Ministers’ decision to impose Brexit import checks on 30 April will lead to shortages of some foods, flowers and herbs, industry leaders have warned.

In the week after the government was accused of blindsiding the British food industry by giving 27 days’ notice that every consignment of items such as camembert, steak, tulips and chives would be subject to fees of up to £145, small retailers such as delis and farm shops have been scrambling to make sure they still have products to sell.

But they say some EU exporters have already decided that they have had enough of British red tape and are either pausing supply operations or have given up completely.

Food wholesalers and trade associations have told the Observer of suppliers in EU countries who are already looking at other markets instead of the UK.

Since 2020, importers have had to deal with mounting levels of Brexit bureaucracy, including phytosanitary certificates, plant passports, import licences and export health certificates. Next month, they will have another form to fill out for animal products, plants and herbs and must pay a “common user charge” (CUC) of up to £145 per consignment.

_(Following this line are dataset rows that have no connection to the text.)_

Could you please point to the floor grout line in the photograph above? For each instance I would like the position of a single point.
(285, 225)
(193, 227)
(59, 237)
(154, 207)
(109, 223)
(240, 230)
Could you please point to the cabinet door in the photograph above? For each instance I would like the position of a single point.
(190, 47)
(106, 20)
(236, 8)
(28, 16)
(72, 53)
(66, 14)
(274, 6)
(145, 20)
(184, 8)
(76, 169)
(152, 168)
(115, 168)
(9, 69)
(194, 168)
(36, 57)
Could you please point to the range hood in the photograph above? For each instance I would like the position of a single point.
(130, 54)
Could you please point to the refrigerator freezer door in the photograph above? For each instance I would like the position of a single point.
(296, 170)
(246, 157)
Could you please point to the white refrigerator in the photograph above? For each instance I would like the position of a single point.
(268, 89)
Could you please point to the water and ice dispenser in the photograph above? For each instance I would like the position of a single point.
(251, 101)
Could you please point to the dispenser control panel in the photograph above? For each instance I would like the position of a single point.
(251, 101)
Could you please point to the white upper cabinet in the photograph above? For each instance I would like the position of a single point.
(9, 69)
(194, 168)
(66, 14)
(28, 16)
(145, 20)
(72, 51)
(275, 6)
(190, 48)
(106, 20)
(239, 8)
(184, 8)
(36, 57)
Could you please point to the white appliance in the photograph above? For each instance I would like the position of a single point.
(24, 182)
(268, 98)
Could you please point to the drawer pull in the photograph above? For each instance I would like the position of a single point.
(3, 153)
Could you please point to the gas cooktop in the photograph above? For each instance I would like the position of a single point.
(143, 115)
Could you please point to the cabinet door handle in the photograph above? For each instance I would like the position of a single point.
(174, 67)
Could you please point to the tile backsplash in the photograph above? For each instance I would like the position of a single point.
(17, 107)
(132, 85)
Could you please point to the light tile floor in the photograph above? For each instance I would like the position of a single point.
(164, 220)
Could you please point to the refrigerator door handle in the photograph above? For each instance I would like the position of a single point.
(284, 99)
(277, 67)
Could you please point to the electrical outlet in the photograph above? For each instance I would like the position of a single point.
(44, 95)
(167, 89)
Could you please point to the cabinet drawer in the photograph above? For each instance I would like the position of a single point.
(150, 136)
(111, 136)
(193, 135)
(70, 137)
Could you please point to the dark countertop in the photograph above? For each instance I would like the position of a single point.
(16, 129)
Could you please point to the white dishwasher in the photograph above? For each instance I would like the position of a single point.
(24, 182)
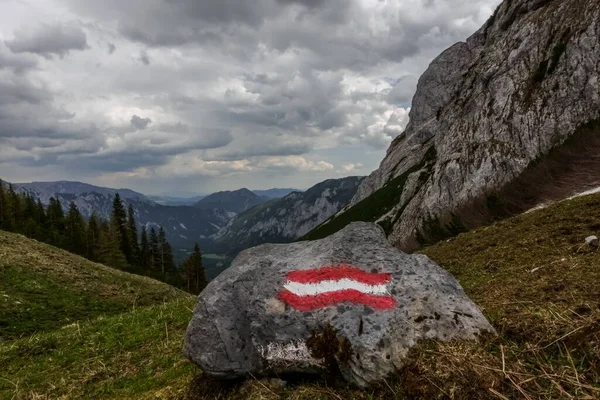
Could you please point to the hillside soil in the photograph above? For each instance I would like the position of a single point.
(532, 275)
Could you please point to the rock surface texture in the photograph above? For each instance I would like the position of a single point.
(489, 108)
(350, 301)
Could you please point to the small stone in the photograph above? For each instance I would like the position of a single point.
(592, 241)
(277, 383)
(301, 311)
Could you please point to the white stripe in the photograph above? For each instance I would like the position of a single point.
(312, 289)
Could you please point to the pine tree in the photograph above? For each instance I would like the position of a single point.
(118, 220)
(154, 250)
(3, 207)
(14, 209)
(110, 246)
(40, 220)
(30, 224)
(75, 231)
(145, 250)
(162, 239)
(194, 271)
(56, 223)
(93, 238)
(133, 237)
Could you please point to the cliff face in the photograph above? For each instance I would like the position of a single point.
(507, 118)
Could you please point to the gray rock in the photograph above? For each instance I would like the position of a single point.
(247, 322)
(492, 106)
(592, 241)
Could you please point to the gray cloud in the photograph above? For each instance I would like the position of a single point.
(49, 39)
(19, 63)
(233, 88)
(139, 123)
(144, 58)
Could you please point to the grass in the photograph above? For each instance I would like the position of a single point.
(135, 354)
(43, 288)
(532, 276)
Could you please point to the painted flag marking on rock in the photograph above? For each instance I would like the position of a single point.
(307, 290)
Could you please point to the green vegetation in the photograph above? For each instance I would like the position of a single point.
(114, 243)
(375, 206)
(532, 276)
(43, 288)
(132, 355)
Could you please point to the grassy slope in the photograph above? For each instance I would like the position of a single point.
(548, 322)
(42, 288)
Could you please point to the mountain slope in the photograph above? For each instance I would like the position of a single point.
(530, 274)
(184, 225)
(499, 123)
(275, 193)
(236, 201)
(45, 190)
(43, 288)
(286, 219)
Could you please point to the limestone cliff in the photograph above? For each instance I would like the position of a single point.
(499, 122)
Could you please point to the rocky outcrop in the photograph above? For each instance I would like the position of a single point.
(507, 118)
(286, 219)
(350, 302)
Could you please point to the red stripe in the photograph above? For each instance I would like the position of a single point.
(309, 303)
(337, 272)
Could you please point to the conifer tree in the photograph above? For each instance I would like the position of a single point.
(145, 250)
(3, 207)
(75, 231)
(162, 243)
(14, 209)
(110, 246)
(194, 271)
(133, 237)
(56, 223)
(93, 238)
(154, 250)
(118, 219)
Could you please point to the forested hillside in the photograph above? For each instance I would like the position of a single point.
(114, 242)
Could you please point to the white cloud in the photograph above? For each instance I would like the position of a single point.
(215, 93)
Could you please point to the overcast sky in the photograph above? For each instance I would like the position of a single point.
(194, 96)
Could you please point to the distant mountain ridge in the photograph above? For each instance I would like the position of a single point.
(184, 225)
(205, 220)
(235, 201)
(288, 218)
(276, 193)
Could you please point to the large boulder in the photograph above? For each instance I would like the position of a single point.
(350, 301)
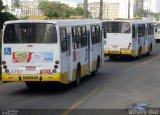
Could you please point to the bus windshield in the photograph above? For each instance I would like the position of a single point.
(30, 33)
(117, 27)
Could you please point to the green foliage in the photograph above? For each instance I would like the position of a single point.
(58, 10)
(5, 16)
(16, 4)
(1, 6)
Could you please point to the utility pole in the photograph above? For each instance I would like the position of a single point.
(142, 7)
(128, 9)
(85, 9)
(101, 10)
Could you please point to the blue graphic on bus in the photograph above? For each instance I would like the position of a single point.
(7, 51)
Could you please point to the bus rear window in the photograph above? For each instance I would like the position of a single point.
(117, 27)
(30, 33)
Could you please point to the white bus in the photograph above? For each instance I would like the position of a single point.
(128, 37)
(157, 32)
(35, 51)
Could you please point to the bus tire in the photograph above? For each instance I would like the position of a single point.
(78, 76)
(112, 57)
(97, 67)
(33, 84)
(139, 53)
(150, 49)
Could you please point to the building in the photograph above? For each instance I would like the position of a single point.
(30, 8)
(9, 5)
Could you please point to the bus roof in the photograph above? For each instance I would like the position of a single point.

Ministers say this is only intended to cover the costs of new facilities, including a £154m inland border control site at Sevington in Kent, and not generate a profit.

However, the Cold Chain Federation (CCF), a trade body for suppliers, estimates the government will reap a Brexit dividend of £60m, and the process will add £1bn to the cost of importing chilled food and plants.

The insurer Allianz Trade said last week that overall food import costs would rise by 10% in the first year of the new regime.

In a letter to Steve Barclay, the environment secretary, the CCF’s chief executive, Phil Pluck, said that after UK exporters became subject to new rules in 2021, “many smaller cold-chain UK warehouses and distributors found the administration too onerous and ceased to operate”.

The new border rules mean “the effect on both European partners and UK firms may be similar”, Pluck said, calling for a delay to border checks.

Nigel Jenney, chief executive of the Fresh Produce Consortium, said the government had failed to recognise that importing food was a rapid, overnight process, and that some importers would pay more in fees than the amount they make from shipping food.

He said ministers could have reduced costs for some importers by allowing them to use some of the UK’s 41 “control points” – privately operated border checks.

But government inspectors will not be available overnight, when most fresh food is delivered, forcing importers to use Sevington, he said.